View source: R/estimateSurvival.R
| singleEventSurvival | R Documentation |
Compute Kaplan–Meier (KM) survival curves overall and, optionally, by simple
strata derived from an existing gender column and/or an age_group built
from list-of-range breaks using age_years. Results are returned per stratum
plus an "overall" entry. Additionally, log-rank tests (overall and
pairwise) are computed when strata are specified.
singleEventSurvival(
survivalData,
timeScale = "days",
model = "km",
covariates = NULL,
strata = NULL,
ageBreaks = list(c(0, 18), c(19, 45), c(46, 65), c(66, Inf)),
times = NULL,
probs = c(0.75, 0.5, 0.25),
confInt = 0.95,
confType = "log"
)
survivalData |
A
|
timeScale |
One of |
model |
Survival estimator to fit. One of |
covariates |
Optional character vector of covariate column names used
in Cox and parametric models. Ignored for |
strata |
Optional character vector of stratifying variables. Allowed:
|
ageBreaks |
A list of numeric length-2 vectors defining age ranges for
auto-stratification, e.g.
|
times |
Reserved for future enhancements; currently unused. |
probs |
Numeric vector of probabilities used to extract quantiles from
KM curves. Default is |
confInt |
Numeric confidence level for KM intervals (e.g., |
confType |
Character string for KM CI type, one of |
Input follow-up time is supplied in days and internally rescaled to
the requested timeScale for reporting ("days", "weeks", "months",
"years").
If "age_group" is included in strata, you must provide an age_years
column. Age-group labels are generated from ageBreaks (e.g., 0-18,
19-45, 46-65, 66+), where each element is a numeric range
c(min_age, max_age). Use Inf for open-ended upper bounds.

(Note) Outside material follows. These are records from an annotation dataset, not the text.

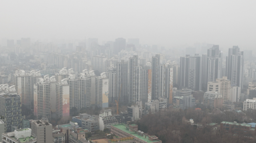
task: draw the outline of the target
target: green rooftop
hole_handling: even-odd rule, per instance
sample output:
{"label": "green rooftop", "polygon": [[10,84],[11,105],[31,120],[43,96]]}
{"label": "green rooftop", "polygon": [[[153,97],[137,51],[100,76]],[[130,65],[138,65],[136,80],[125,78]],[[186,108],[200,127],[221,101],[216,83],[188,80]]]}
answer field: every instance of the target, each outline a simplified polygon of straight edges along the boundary
{"label": "green rooftop", "polygon": [[[25,143],[26,141],[28,141],[29,139],[31,139],[32,140],[34,140],[36,139],[36,138],[35,138],[32,136],[30,136],[30,138],[29,137],[25,137],[25,140],[24,140],[24,138],[19,138],[18,139],[20,140],[20,143]],[[15,140],[16,140],[17,139],[17,138],[16,138],[14,136],[12,137],[11,138]]]}
{"label": "green rooftop", "polygon": [[62,127],[70,127],[70,126],[72,126],[72,125],[70,125],[70,124],[66,124],[66,125],[61,125],[61,126]]}
{"label": "green rooftop", "polygon": [[225,123],[226,124],[230,124],[230,125],[241,125],[242,126],[246,126],[246,127],[250,127],[252,125],[249,125],[249,124],[245,124],[244,123],[234,123],[234,122],[229,122],[228,121],[222,121],[220,123]]}
{"label": "green rooftop", "polygon": [[126,133],[130,134],[131,135],[132,135],[134,136],[134,137],[137,137],[138,138],[139,138],[143,141],[144,141],[146,142],[147,143],[154,143],[154,142],[157,142],[157,141],[160,141],[160,140],[156,140],[156,141],[151,141],[150,140],[148,139],[148,137],[146,137],[146,138],[145,138],[145,136],[143,136],[143,137],[142,136],[140,135],[139,135],[138,134],[138,132],[137,132],[136,133],[135,133],[135,132],[133,132],[133,131],[130,131],[129,130],[129,127],[127,127],[127,129],[126,129],[126,126],[125,126],[124,125],[122,124],[116,124],[116,125],[112,125],[113,127],[116,127],[120,130],[121,130],[121,131],[124,131],[125,132],[126,132]]}

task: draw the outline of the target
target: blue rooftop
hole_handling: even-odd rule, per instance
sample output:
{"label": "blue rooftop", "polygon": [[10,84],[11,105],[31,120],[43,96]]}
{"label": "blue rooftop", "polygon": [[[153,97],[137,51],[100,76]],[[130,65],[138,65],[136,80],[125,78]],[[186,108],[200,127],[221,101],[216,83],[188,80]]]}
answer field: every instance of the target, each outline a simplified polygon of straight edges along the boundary
{"label": "blue rooftop", "polygon": [[255,125],[256,125],[256,123],[248,123],[248,124],[252,125],[252,127],[255,127]]}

Stratification is simple: groups are created from observed levels of
gender and/or derived age_group. If both are requested, they are
handled separately (gender OR age_group), not jointly.
A one-sample KM curve is fit for each non-empty group, plus an "overall"
curve for the full data.
Confidence intervals are controlled by confType and confInt and are
passed to survival::survfit().
The model argument controls which survival estimator is fitted:
"km": non-parametric Kaplan–Meier estimate via ggsurvfit::survfit().

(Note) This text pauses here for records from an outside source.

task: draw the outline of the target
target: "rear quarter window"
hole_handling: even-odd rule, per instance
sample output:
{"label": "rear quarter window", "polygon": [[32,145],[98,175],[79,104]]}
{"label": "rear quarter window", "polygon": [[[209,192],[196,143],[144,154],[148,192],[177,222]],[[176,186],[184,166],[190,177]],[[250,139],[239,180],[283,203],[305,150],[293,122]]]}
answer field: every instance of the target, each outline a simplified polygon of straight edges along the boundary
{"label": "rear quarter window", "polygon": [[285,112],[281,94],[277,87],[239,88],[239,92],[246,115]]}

"cox": Cox PH model via survival::coxph() + survival::survfit().
Without covariates the Breslow baseline hazard is used. When covariates
are provided, the survival curve is evaluated at the covariate means.
"weibull", "exponential", "lognormal", "loglogistic": AFT
parametric models via survival::survreg(). S(t) is evaluated
analytically at observed event times. Pointwise CIs are not available
for parametric models (lower/upper are NA).

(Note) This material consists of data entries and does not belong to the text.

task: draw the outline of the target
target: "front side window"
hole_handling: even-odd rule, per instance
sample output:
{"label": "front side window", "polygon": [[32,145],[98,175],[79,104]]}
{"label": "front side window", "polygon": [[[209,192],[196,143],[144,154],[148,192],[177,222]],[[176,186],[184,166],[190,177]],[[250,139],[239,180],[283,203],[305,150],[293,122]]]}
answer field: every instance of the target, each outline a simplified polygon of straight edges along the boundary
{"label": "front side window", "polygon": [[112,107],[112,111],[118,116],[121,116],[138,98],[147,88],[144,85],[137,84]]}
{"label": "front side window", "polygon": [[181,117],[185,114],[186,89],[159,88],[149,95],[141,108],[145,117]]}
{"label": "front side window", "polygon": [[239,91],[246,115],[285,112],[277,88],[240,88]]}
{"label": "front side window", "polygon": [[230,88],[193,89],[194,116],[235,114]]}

covariates is used only for Cox and parametric models.
times and probs control quantile extraction; probs defaults to
c(0.75, 0.5, 0.25) (q75, median, q25).
When strata are specified, a log-rank test is performed to compare survival curves across groups within each stratifier (gender and/or age_group). The overall test and pairwise tests are included in the returned object as tibbles.
A list of class singleEventSurvival. See Returned object.
A list of class singleEventSurvival. Elements include:
Per-stratum entries named like "gender=F", "gender=M",
"age_group=18-44", etc., and an "overall" element.
Each stratum element contains:
data: a tibble with KM step data:
time, n_risk, n_event, n_censor, survival, std_err,
optional lower, upper (when confInt > 0), and derived
hazard, cum_hazard, cum_event, cum_censor.
summary: a list with n, events, censored, medianSurvival,
q25Survival, q75Survival, meanSurvival, and timeScale.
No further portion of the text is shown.